Nikolai Bukharin

Common Work for the Common Pot

(from “Pravda”)

Source: The Communist, December 23, 1920, p. 5 (875 words)
Transcription: Ted Crawford
HTML Markup: Brian Reid
Proofreader: David Tate
Public Domain: Marxists Internet Archive (2007). You may freely copy, distribute, display and perform this work; as well as make derivative and commercial works. Please credit “Marxists Internet Archive” as your source.


Entering upon the fourth year of its power and its work of reconstruction, the proletariat can with pride say one thing: “Now there has been proof in practice of the correctness of the Communist policy—of the policy of Common Work for the Common Pot.”

Let us take the chief and most burning question, the question of food. To-day no one, not even our most malignant foe, can deny that the situation has become much better, in spite of a very bad harvest covering a number of the provinces. Every working man, every working woman, every working-class family, every consumer feels that an improvement has set in. True, it is not very sweet even now; but if we compare the state of affairs now with that which existed this time last year, there can be no discussion. We have left the point of stagnation, and are moving forward. How have we achieved this? By the improvement of the State apparatus, by increasing the number of food-workers, by common work for the common pot.

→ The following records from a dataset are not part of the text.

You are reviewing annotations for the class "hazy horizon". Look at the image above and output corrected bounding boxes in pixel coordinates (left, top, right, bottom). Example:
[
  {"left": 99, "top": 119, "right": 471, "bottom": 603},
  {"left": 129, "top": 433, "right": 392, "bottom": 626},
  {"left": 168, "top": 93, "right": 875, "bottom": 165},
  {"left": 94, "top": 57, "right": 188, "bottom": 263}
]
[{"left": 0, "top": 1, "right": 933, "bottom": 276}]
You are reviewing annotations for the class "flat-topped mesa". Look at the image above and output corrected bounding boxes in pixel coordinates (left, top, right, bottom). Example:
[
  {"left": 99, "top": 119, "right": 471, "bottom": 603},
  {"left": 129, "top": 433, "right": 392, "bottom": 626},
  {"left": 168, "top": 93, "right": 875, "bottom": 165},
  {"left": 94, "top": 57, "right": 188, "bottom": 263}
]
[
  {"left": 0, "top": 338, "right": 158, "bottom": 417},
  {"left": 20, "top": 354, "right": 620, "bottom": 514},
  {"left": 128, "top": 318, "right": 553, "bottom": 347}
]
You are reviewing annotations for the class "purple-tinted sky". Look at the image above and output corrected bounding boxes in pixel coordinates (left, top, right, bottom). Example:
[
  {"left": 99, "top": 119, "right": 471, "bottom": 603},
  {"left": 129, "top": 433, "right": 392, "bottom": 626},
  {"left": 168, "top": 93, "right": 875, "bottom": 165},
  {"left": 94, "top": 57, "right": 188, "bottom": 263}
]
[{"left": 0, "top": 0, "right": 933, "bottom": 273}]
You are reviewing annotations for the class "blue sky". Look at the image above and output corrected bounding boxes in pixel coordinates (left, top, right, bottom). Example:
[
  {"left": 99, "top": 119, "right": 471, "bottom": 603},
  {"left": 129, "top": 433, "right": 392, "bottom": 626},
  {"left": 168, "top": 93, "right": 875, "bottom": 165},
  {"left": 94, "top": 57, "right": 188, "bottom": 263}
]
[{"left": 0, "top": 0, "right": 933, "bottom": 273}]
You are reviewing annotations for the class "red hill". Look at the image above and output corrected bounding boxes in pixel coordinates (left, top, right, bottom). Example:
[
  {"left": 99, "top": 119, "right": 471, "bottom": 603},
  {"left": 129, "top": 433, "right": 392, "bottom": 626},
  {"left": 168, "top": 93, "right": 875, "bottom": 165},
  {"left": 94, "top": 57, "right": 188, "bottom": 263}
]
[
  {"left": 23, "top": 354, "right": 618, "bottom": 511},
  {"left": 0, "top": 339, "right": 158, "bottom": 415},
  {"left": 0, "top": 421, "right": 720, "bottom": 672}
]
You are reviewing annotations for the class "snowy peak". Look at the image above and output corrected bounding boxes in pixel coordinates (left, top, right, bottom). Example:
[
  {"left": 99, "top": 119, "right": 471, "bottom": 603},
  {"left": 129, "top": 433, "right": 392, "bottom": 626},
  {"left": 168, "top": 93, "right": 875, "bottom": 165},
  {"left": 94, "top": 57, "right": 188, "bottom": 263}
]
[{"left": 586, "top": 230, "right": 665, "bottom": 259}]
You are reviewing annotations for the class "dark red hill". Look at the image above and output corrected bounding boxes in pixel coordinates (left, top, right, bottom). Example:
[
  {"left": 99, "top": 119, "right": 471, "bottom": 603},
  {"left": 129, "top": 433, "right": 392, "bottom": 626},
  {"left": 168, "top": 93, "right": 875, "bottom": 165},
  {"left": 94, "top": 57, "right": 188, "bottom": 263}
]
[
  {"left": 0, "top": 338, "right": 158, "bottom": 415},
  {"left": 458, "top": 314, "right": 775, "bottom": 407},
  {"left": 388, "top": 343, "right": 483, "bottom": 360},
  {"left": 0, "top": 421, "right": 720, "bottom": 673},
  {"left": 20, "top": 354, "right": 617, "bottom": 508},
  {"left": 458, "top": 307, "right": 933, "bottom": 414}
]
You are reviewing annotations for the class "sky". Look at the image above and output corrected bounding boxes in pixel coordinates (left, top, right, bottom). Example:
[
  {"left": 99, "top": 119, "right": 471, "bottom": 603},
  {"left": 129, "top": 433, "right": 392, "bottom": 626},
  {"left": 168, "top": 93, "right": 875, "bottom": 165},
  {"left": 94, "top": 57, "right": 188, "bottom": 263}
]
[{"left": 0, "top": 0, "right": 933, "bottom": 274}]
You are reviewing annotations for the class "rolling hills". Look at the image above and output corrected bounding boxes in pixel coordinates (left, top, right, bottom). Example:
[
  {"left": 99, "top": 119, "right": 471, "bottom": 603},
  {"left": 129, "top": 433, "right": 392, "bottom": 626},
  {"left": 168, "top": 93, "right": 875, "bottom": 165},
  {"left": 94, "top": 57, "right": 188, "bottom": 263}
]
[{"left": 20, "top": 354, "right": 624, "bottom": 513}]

We seldom hear now of free-trading, or at least much more seldom than before; and yet it would not hurt us to remember what existed then last autumn. We Communists were attacked under the watchword of “free-trade,” not only by our open enemies, not only by the village vultures, the speculators, the profiteers, but also by a considerable portion of the non class conscious working men and women. And now looking back, let us ask ourselves what would have happened if we had then had abandoned our positions by yielding to the cry “free-trade”. A year of bad harvests. Tens of millions of hungry workers, and Northern peasants and peasants of the Central area. Crippled transport. Enormous waves of starving people would have poured southward without plans, without knowledge of where there was and where there was not a harvest, destroying in their course the remainder of our resources in locomotives and trucks. Transport would have perished. State corn supplies would have been interrupted. Individual speculators would have made untold profits. Working-class families would have starved, and, their teeth chattering, would have watched the miserable plundering speculators playing into one another’s hands. Complete chaos, confusion, bloody unrest, collapse, and corruption—that is what free-trade, i.e., freedom for the rich to rob the poor, would have brought with it.

We went along another path, which seemed to many unattainable. And now we have proved that we are going forward, slowly but surely, along it—along the path of “common work for the common pot.”

Let us take the question of fuel. Let us compare even the external appearance of Moscow at the beginning of last winter and now. Last winter, all the house chimneys were dead. Nowhere was real smoke arising, and only little black stove pipes were ruining the walls. None of the Government offices were heated, to say nothing of private houses. All the White Guards prophesied destruction from cold for us this winter; while, in reality, however bad the situation is to-day, still things have considerably improved. Real smoke is coming out of real chimneys. In some places there is oil, and central heating has begun, and we are much better off also for wood.

And again, what is beginning to save us, comrades? Free trade in wood, private enterprise, the speculator, the broker, the robber? No! General State storage of fuel; mass work; the Red Army—(which has won us Baku; with its oil); in a word, that same “common work for the common pot.”

Transport is also improved. Thousands of Communist workers have been thrown on to the transport system, and have been actively at work along the lines, the ways, the depots—and little by little we are beginning to pull ourselves together. Even a number of factories and workshops—textile, and part of the metalworking groups—which hitherto were at a standstill, have now begun to work. The Labour State, its Army, its storing apparatus, its organisations for the mobilisation of labour power, etc., by their common work have created the conditions for a small but none the less, and all the more, reliable improvement.

All along the line, wherever we have had successes, beginning with the armed conflict and ending with the question of food, we have achieved those results, not by bowing to the watchwords of free-trade—they would have destroyed us—but by our organised common work—i.e., by Communist methods.

Not one of our opponents—we may take even Wrangel, for example—could have achieved such results. We know that in Wrangel’s camp “free-trade” brought about the result that the speculator was king, while the man in the street was nothing, and everything collapsed. This means that only the path to Communism, only Communist methods of work can save and will save human society.

And if history gives us a breathing-space, we shall turn the whole helm of our proletarian Government and the helm of our party in harmony with the watchword which alone at the present day can bring about social progress: “Common work for the common pot.”